The problem, as is the case with most mature bucks, was that Boots was almost entirely nocturnal as archery season progressed. Hampton was hunting the edges of bean fields, and he periodically juggled the placement of his trail cameras trying to figure out the bucks seemingly random behavior.
Frustrated, Hampton switched from hunting field edges to hunting funnels in what he felt was the buck’s home range. He finally encountered the deer on November 20. “I noticed which way he was heading and figured out he was moving to a more favorable rutting area, a cut bean field half a mile away where does were concentrating,” he says.
The challenge with this area, from a hunter’s standpoint, was that it was devoid of trees—nowhere to hang a stand. Hampton’s answer was to move in a hay-bale blind and position trail cameras at the corners of the field.
“I finally got photos of him cruising for does in late afternoon. This was the only place I’d ever caught him daylight,” Hampton says. “I figured then it was just a matter of time.”
Hampton uses a full-body buck decoy when hunting. He says does often shy from the decoy, but it regularly pulls in buck challengers. On Nov. 22, he spied the buck tending a doe. The curious doe approached the blind, with the buck in tow. “But she got spooky and left, taking him with her. He was 49 yards away,” says Hampton.
After the hunt, he adjusted the blind position, moving it closer to where the deer had entered the field from a scrubby thicket of small cedars. That evening was another close-but-no-deal proposition. The Thanksgiving holiday was next, with Hampton taking a multi-day break for a family gathering in Arkansas. He hoped buck would still be around looking for another doe upon his return. He made a final adjustment to his blind on November 28.
“Deer had been cutting the edge of the field. I moved it closer to that shortcut and then positioned the decoy as a blocker to deter any deer that might want to go around me,” Hampton says. Deer began appearing at 4 p.m., and does kept looking toward the area where he expected the buck to come from. “The wind was blowing scent from the bedding area to the field, so I figured he was in there.”

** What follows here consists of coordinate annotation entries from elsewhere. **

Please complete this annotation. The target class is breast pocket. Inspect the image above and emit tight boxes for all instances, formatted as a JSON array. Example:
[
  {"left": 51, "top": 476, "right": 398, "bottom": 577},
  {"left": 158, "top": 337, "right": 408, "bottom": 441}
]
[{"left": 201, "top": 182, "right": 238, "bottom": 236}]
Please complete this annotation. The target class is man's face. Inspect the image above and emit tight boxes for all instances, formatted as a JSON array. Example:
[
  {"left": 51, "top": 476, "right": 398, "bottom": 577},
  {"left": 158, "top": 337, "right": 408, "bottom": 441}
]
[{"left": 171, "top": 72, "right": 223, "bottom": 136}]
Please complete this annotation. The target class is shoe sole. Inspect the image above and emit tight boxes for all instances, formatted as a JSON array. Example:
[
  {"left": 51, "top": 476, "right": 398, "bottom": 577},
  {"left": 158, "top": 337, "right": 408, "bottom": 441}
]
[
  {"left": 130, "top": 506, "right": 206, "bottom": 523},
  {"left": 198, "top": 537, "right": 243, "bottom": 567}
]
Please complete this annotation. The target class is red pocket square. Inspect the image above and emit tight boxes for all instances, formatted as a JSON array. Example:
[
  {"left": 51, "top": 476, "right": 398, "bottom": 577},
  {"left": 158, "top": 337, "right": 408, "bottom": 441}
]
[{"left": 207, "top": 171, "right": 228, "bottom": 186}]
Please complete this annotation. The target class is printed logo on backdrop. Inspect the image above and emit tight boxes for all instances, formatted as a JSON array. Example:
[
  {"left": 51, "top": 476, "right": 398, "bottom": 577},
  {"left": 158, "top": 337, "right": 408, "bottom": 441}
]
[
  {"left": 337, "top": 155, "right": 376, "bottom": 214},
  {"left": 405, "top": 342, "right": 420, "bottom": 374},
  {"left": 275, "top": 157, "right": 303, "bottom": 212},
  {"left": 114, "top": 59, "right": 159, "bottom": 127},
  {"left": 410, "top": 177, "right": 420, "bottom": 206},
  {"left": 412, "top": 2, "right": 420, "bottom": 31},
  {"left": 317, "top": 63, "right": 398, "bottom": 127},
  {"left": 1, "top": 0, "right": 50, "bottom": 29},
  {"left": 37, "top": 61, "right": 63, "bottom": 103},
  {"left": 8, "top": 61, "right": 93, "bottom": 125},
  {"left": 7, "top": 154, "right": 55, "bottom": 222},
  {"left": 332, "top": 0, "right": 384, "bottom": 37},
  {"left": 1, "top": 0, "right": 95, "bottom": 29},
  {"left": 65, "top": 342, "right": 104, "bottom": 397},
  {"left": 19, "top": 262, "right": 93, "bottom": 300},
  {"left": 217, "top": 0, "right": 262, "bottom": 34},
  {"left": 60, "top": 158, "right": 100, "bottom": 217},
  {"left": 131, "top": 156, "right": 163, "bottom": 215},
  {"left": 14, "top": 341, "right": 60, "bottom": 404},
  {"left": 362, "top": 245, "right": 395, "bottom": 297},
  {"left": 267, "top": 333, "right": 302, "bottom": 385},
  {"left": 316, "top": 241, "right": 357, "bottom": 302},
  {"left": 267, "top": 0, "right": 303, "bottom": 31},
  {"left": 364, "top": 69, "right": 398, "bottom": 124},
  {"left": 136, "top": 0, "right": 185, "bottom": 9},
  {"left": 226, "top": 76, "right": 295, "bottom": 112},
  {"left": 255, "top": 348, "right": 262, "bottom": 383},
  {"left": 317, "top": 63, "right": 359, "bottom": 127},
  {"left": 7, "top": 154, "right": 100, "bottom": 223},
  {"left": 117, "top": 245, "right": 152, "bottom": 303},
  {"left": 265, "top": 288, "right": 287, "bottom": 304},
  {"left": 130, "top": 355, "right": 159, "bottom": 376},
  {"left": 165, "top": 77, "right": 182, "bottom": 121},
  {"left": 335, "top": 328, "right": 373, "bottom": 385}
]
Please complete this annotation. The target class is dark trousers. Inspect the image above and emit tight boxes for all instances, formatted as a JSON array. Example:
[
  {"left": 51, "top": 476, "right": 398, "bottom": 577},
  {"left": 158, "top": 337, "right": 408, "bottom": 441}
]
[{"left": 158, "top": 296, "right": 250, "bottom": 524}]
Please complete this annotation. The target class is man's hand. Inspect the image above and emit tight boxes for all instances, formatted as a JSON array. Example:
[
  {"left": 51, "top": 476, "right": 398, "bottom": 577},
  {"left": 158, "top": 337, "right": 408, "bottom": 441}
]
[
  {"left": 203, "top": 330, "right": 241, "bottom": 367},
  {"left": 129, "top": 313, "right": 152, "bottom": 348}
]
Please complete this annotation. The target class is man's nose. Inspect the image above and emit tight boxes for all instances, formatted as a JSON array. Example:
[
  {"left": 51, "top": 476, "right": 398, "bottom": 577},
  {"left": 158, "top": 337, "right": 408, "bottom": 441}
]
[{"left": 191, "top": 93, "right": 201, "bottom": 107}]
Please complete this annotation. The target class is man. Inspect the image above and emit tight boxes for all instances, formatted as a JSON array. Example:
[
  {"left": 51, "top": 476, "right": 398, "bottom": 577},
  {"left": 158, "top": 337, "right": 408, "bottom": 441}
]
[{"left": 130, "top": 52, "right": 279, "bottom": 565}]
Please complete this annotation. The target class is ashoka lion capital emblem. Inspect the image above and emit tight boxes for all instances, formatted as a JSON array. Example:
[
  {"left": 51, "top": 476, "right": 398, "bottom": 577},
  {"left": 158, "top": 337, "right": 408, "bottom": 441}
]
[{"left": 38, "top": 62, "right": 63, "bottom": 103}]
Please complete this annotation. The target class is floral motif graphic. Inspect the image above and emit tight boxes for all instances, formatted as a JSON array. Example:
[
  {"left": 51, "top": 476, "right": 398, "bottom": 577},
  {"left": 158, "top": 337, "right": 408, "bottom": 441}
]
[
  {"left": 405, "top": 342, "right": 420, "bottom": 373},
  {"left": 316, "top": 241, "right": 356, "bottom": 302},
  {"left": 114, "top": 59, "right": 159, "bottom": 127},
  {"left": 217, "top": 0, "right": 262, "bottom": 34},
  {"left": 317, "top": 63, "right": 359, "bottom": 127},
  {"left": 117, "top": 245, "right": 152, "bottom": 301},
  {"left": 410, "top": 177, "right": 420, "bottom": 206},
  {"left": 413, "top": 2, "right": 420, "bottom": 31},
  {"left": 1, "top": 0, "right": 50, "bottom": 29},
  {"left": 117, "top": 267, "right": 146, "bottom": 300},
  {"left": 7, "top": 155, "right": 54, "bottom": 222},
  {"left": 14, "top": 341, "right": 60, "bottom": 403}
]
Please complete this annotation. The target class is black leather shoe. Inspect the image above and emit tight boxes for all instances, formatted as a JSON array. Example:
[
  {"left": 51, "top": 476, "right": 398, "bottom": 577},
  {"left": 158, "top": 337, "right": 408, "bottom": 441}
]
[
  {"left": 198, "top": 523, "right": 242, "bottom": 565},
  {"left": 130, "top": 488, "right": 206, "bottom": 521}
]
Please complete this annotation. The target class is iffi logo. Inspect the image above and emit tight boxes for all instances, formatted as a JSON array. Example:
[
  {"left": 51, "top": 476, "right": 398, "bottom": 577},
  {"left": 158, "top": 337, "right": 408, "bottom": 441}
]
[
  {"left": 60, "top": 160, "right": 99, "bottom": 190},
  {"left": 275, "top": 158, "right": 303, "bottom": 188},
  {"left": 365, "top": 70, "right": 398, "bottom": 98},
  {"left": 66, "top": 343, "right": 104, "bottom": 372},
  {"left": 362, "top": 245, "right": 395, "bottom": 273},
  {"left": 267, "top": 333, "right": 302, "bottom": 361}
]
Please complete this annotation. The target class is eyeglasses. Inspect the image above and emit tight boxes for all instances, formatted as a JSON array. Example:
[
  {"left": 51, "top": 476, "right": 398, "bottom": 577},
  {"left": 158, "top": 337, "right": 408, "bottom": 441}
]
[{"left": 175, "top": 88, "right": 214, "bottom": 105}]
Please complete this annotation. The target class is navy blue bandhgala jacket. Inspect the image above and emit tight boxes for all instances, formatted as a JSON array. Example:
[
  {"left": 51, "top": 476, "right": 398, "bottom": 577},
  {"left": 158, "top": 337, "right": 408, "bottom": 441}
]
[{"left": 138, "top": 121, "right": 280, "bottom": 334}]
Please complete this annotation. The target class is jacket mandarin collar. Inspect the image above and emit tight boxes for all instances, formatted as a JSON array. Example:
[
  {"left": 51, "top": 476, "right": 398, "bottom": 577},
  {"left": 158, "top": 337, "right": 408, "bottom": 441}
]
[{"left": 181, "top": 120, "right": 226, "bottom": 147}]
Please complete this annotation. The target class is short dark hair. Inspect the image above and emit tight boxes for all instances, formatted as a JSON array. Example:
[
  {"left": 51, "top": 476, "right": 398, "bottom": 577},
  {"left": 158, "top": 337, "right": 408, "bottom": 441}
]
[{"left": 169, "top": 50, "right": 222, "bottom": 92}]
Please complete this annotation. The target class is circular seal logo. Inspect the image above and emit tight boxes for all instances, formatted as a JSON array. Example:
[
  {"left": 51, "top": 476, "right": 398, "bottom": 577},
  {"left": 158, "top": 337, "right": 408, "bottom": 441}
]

Just before dark, the buck appeared from the brush and started following a doe. “He saw the decoy and postured a little, but stayed with the doe. He acted like he was thinking about returning to challenge the buck decoy but then turned broadside at 35 yards. I put the 30-yard pin one-third of the way up the body, knowing he’d react to the shot, and squeezed the trigger,” Hampton says. “I knew by his reaction it was a perfect shot. He turned and ran into the cedar thicket, sounding like he was tearing down every tree on the way.”
Hampton returned home, giving the deer a couple hours and then returned, following a huge blood trail to the big buck piled up in the small trees.
“It was 44 degrees that evening—my old football number,” he says. “For some reason, I thought that it meant I might have some luck.”